COFI was 3.125% in October, the Federal Home Loan Bank of San Francisco reported today.
The index rose from 2.769% in September but was still lower than 4.233% in October 2007.
Last month marked the second consecutive month COFI has increased following 13 consecutive months of decline.
The index is calculated based on the interest expense of 11th District banks that are members of the FHLB San Francisco and headquartered in Arizona, California or Nevada. During October, average total funds used in COFI's calculation were $96.1 billion -- tumbling from $105.4 billion in September and likely reflecting the failure of Washington Mutual Bank.
COFI is used as an index on adjustable-rate mortgages. Another index, the London Interbank Offered Rate, was 2.62% on Wednesday, according to Bankrate.com. A month earlier, LIBOR stood at 3.48%.
The one-year Treasury yield, which is often used as an ARM index, was 0.90% today, according to data published by the U.S. Department of the Treasury.
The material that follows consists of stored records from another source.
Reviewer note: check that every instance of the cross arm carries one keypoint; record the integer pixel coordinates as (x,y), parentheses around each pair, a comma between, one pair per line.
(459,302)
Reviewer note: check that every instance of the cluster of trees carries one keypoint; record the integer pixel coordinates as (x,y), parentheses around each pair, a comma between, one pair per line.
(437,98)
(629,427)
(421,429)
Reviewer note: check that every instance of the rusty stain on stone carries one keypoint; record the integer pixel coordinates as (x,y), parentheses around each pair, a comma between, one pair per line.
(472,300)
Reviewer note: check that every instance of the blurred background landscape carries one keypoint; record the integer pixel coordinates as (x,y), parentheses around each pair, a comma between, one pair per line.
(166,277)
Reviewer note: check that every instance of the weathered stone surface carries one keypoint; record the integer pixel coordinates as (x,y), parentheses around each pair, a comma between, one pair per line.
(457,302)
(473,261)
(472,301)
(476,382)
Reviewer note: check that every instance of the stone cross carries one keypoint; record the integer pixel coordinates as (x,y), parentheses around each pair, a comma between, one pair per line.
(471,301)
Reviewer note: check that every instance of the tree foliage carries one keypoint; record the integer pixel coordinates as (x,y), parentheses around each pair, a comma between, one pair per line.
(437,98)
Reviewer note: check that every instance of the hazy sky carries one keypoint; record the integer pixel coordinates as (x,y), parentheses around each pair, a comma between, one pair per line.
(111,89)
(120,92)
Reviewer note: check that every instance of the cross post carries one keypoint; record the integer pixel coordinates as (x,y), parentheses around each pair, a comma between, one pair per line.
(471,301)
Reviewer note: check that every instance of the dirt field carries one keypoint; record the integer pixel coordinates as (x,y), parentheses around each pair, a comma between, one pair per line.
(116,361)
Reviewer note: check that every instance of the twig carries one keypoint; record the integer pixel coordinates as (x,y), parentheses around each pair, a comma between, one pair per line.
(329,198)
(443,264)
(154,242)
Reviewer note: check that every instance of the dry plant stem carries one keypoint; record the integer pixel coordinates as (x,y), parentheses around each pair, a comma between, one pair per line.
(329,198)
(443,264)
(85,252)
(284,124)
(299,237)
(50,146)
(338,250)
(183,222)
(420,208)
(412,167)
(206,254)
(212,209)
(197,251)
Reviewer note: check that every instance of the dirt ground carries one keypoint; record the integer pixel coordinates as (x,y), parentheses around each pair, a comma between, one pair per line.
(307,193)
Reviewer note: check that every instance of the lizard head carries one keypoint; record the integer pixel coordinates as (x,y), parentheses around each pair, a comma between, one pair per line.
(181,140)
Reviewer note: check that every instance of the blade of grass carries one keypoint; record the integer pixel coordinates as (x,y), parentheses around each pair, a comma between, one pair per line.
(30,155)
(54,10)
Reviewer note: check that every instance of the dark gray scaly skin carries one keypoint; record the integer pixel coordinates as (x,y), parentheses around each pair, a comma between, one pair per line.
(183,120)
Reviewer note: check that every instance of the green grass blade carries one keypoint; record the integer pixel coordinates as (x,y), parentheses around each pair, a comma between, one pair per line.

At the end of October, the one-year Treasury yield stood at 1.34%.
ARMs accounted for 3.0% of applications tracked by the Mortgage Bankers Association for the week ended Nov. 21.
While COFI moved higher, the 10-year Treasury yield -- which is closely tracked by fixed mortgage rates -- tumbled to 2.93% today, according to data reported by the Wall Street Journal. The 10-year yield stood at around 3.91% on Oct. 30.